Thousands of impassioned supporters packed into Washington Square Park Monday night to hear a speech from Democratic presidential candidate Elizabeth Warren, who called on New York City history as she laid out a plan for dismantling corruption in Washington.
After taking the stage to Dolly Parton’s “9 to 5” and uproarious cheers, Warren recalled a vital piece of local history that informs her current political trajectory — how after the 1911 Triangle Shirtwaist Factory fire, which took place just steps from where Warren spoke under the Washington Square arch, the efforts of local activists and the persistence of workers’ rights advocate Frances Perkins brought about changes to fire safety and labor laws.
That story is an example of how people working together can bring about “big structural change,” said Warren — the kind of change she wants to bring to the country.
“The story of the Triangle Factory fire is a story about power — a story about what happens when the rich and the powerful take control of government and use it to increase their own profits while they stick it to working people,” said Warren. “But what happened in the aftermath of the fire is a different story about power — a story about our power, a story about what’s possible when we fight together as one.”
Warren tied the activism of more than a century ago to what she called “the biggest plan to end corruption since Watergate,” which her campaign had released the morning of the rally. She detailed how, if she becomes president, she will “end lobbying as we know it,” root out conflicts of interest in government by banning federal elected officials from buying stocks or owning businesses on the side, and require federal candidates and officials to release their tax returns.
The crowd, which Warren’s campaign said exceeded 20,000 people, touted “I’m a Warren Democrat” signs and frequently cheered and chanted the candidate’s name. Many in attendance wore T-shirts emblazoned with the slogan “Warren has a plan for that.”

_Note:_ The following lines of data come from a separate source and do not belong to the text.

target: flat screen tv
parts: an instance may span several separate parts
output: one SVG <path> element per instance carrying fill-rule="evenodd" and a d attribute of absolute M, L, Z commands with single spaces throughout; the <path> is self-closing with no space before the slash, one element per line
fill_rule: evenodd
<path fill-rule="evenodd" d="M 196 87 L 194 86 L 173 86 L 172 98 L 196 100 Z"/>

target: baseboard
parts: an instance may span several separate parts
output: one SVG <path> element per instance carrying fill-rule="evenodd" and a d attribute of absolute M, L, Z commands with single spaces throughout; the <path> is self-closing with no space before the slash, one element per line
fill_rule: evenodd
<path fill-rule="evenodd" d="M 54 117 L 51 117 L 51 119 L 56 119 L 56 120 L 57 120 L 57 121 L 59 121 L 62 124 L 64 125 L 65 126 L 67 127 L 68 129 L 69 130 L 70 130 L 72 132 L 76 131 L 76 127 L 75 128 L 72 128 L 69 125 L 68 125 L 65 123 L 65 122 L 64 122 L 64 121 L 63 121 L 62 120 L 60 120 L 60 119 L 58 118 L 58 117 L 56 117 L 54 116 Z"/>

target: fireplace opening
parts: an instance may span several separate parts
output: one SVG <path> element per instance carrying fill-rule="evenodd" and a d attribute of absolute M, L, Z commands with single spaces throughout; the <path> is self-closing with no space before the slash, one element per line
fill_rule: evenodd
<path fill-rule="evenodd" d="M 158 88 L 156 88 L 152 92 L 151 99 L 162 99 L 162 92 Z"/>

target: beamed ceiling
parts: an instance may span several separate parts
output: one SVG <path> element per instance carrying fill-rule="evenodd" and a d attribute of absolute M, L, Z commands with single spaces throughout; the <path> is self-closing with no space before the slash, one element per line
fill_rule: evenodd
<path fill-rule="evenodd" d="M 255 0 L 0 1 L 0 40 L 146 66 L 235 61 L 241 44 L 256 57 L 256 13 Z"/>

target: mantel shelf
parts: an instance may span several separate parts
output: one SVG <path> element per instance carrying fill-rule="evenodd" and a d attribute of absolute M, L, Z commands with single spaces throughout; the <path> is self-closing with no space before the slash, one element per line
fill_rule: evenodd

“I know what’s broken, I’ve got a plan to fix it, and that’s why I’m running for president of the United States,” Warren said at one point, eliciting cheers and chants.
The crowd also occasionally broke into chants of “Two Cents,” a reference to Warren’s plan to put a 2% tax on the nation’s extraordinary wealthy to help fund universal child care and health care.
Supporters, many of whom lined up after the rally for a chance to take a selfie with the senator, said Warren’s penchant for laying out precise plans is part of what makes her such an intriguing candidate.
“She encompasses my ideals, but she has a way of explaining it so that it can translate both to me on one side of the aisle and to people on the right or in the center, who can hear her message and appreciate it for how it affects them,” said Chinendum Enyinna, 36, who made the commute from Yonkers to hear Warren speak.
This is what he believes sets her apart from Vermont Sen. Bernie Sanders, who supports many of the same policies as Warren.
“She’s a better communicator, and she has details of her plan, which you can see — the numbers and how things are going to work out,” Enyinna said.
Warren’s ability to draw such a large and energetic crowd doesn’t hurt either, one supporter said.
“I’m really excited that she also has the ability to energize crowds with little catchphrases and things like that,” said Josh Prol, 34, of Crown Heights after the rally. “I’m encouraged.”
Warren, one of 20 candidates vying for the 2020 Democratic nomination, launched her campaign at the end of 2018. In recent 2020 polls, she has ranked among the top three contenders, behind former Vice President Joe Biden and behind or ahead of Sanders.
The speech came days after the third presidential debate, when Warren joined nine other qualifying candidates on stage at Texas Southern University on Sept. 12.